Very cool. I have been putting too much camber in my irons with my "freehand" / heavy handed style. How does this work?


----------



## a1Jim

Thanks for the review mart.


----------



## WayneC

Ditto. Here is a close up of the roller from the LV web site



http://www.leevalley.com/wood/page.aspx?c=2&p=54181&cat=1,43072,43078&ap=1


----------



## bigike

sweet good to know cuz i was ondering if it worked or not now the question is can u put different cambers on all planes cuz they all require different cambers besides the jointer i think thats how it goes i do know they all have different amt. camber though.


----------



## mart

bigike,

The amount of camber on the blade is going to be the same on any blades of the same width. There is no adjustment for more or less camber. I don't know if Veritas offers or has ever considered offering rollers with different degrees of camber.

Mart


----------



## northwoodsman

If you have the MK II, spend the extra money and add this to your collection. It works very well.


----------



## woodplay

I usually do my final dimensioning on my drum sander and then finishing with my random orbital. I move through many grits on my random orbital and only at each one for several seconds. This gets me to a super nice finish when I reach 1000 grit. It removes very little wood and does it evenly.

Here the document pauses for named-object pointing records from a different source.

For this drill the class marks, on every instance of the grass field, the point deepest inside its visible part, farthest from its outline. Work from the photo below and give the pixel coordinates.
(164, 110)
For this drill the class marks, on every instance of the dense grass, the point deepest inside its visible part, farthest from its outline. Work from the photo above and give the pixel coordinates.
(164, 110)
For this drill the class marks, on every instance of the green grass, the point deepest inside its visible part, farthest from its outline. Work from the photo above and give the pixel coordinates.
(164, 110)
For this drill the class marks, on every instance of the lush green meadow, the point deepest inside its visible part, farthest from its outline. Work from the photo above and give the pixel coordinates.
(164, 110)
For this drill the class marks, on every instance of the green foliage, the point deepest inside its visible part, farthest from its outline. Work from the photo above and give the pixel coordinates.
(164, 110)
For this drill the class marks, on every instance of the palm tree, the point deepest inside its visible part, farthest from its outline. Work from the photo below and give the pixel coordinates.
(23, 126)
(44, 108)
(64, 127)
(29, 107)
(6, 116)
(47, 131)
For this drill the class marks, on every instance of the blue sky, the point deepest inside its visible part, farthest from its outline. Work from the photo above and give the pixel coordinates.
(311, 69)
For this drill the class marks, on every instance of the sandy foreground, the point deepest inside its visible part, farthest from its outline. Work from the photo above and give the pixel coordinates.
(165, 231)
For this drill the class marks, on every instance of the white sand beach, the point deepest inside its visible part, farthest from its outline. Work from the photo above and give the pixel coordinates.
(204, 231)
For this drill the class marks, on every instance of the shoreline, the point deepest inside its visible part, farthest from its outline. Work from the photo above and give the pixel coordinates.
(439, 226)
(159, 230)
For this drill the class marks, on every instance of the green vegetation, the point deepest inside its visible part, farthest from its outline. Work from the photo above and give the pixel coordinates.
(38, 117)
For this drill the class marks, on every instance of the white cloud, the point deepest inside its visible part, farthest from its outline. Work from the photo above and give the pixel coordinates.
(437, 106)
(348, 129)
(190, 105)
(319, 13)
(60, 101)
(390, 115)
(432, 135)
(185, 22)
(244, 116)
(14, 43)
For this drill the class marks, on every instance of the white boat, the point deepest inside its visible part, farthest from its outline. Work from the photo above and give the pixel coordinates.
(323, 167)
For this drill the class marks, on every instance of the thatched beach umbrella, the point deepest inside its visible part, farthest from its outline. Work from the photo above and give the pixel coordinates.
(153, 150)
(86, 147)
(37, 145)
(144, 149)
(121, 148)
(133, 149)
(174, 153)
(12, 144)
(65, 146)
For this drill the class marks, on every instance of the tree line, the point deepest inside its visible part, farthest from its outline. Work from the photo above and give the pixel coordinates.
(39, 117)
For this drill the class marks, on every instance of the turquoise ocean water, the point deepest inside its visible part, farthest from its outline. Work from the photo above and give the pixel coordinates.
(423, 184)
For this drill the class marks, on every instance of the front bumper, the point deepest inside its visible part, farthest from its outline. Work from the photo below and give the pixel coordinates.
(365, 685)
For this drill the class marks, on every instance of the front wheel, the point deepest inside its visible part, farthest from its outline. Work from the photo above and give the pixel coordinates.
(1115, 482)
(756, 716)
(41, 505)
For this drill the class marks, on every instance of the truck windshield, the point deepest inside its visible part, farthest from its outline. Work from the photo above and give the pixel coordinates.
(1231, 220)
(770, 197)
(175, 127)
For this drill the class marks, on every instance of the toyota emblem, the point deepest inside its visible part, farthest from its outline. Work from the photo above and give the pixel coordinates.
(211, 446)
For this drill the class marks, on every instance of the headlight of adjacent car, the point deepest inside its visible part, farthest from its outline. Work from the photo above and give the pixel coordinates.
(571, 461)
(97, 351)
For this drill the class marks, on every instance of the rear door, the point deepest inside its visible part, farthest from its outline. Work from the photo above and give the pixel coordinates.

I would love to not have to use the sander and kick up dust but I'm affraid that, with a hand plane, I would take off too much and would leave each piece of my project at different thicknesses and unevenly planed. I know a lot of practice would take care of that but I already have a system in place.

Any advice guys?


----------



## gmerteng

I use this tool also it takes all the guess work out of it.


----------



## WayneC

One point related to handplanes. You actually have a lot of control. A smoothing plane takes a shaving that is 1/1000 inch thick. You can adjust up from there depending on how much stock you need to remove.


----------



## Jon_Banquer

Helpful review. Thank you!


----------